- Education: Sydney Grammar School University of New South Wales
- Occupations: Plastic and reconstructive surgeon

= Rowan Gillies =

Australian plastic surgeon

Rowan Gillies is a plastic surgeon from Sydney, Australia and is a VMO Plastic Surgery at Royal North Shore Hospital. He has a specific interest in skin cancer, reconstruction and breast reconstruction as well as the management of severe burns and trauma. He is the youngest ever International Council President of the Nobel Prize–winning Médecins Sans Frontières.

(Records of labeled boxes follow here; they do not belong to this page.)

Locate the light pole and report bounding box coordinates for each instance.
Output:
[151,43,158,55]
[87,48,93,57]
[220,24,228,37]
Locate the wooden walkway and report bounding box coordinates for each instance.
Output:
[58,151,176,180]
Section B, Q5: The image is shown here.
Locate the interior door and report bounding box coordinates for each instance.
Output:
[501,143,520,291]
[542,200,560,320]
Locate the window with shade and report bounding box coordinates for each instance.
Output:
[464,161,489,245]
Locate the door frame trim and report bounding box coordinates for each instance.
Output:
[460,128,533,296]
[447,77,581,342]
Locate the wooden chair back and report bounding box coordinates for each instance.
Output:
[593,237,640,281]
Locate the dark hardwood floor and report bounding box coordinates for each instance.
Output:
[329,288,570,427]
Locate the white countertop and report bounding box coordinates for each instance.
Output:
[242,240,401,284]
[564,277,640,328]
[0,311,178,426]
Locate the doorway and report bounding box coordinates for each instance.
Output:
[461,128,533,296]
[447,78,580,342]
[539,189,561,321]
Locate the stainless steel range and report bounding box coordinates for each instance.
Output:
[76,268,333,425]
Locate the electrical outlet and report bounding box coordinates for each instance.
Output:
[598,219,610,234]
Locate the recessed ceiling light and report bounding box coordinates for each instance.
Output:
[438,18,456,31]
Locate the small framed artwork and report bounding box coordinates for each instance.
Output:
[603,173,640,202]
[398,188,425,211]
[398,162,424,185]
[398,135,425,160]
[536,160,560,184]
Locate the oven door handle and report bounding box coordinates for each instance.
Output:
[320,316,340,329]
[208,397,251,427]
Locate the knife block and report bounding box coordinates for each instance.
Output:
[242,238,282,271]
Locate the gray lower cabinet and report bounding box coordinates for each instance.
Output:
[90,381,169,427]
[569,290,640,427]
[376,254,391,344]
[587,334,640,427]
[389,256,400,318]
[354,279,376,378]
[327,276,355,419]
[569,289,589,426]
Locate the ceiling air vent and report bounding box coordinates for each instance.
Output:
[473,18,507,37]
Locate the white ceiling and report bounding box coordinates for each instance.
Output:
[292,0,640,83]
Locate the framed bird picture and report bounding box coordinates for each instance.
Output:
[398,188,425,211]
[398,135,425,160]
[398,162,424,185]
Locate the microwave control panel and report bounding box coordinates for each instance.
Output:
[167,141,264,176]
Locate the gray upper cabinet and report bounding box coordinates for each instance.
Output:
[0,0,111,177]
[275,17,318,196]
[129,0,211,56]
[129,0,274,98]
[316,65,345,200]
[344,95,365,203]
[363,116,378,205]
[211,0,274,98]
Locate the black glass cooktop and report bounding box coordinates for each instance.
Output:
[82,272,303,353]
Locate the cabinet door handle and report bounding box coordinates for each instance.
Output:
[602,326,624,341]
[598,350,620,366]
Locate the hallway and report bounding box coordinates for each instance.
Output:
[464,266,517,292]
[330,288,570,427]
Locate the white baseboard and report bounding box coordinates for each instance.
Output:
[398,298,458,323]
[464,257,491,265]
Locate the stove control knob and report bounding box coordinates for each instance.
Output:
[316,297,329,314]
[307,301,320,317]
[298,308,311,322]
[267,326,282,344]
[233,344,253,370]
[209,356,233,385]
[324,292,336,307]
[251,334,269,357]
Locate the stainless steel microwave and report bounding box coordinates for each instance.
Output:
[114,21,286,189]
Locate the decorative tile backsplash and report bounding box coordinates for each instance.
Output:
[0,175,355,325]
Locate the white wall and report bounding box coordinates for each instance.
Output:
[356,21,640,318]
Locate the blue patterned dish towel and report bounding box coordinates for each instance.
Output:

Educated at Sydney Grammar School and graduating with honours from the University of New South Wales, Dr Gillies is a plastic and reconstructive surgeon. In January 2002 he became Australia's MSF leader and was thereafter elected as international leader that year. He has worked on the field for MSF in some of the world's most troubled regions, including Afghanistan, Sierra Leone, Sudan, Liberia, Beirut, Congo and Sri Lanka.

He was listed by The Age as one of "The 50 Australians Who Matter" in 2005.

Gillies delivered the prestigious 52nd annual Errol Solomon Meyers Memorial Lecture in 2009 in Brisbane, Australia.

He is currently part of the Lancet Commission on Global Surgery, the findings of which were published in early May 2015.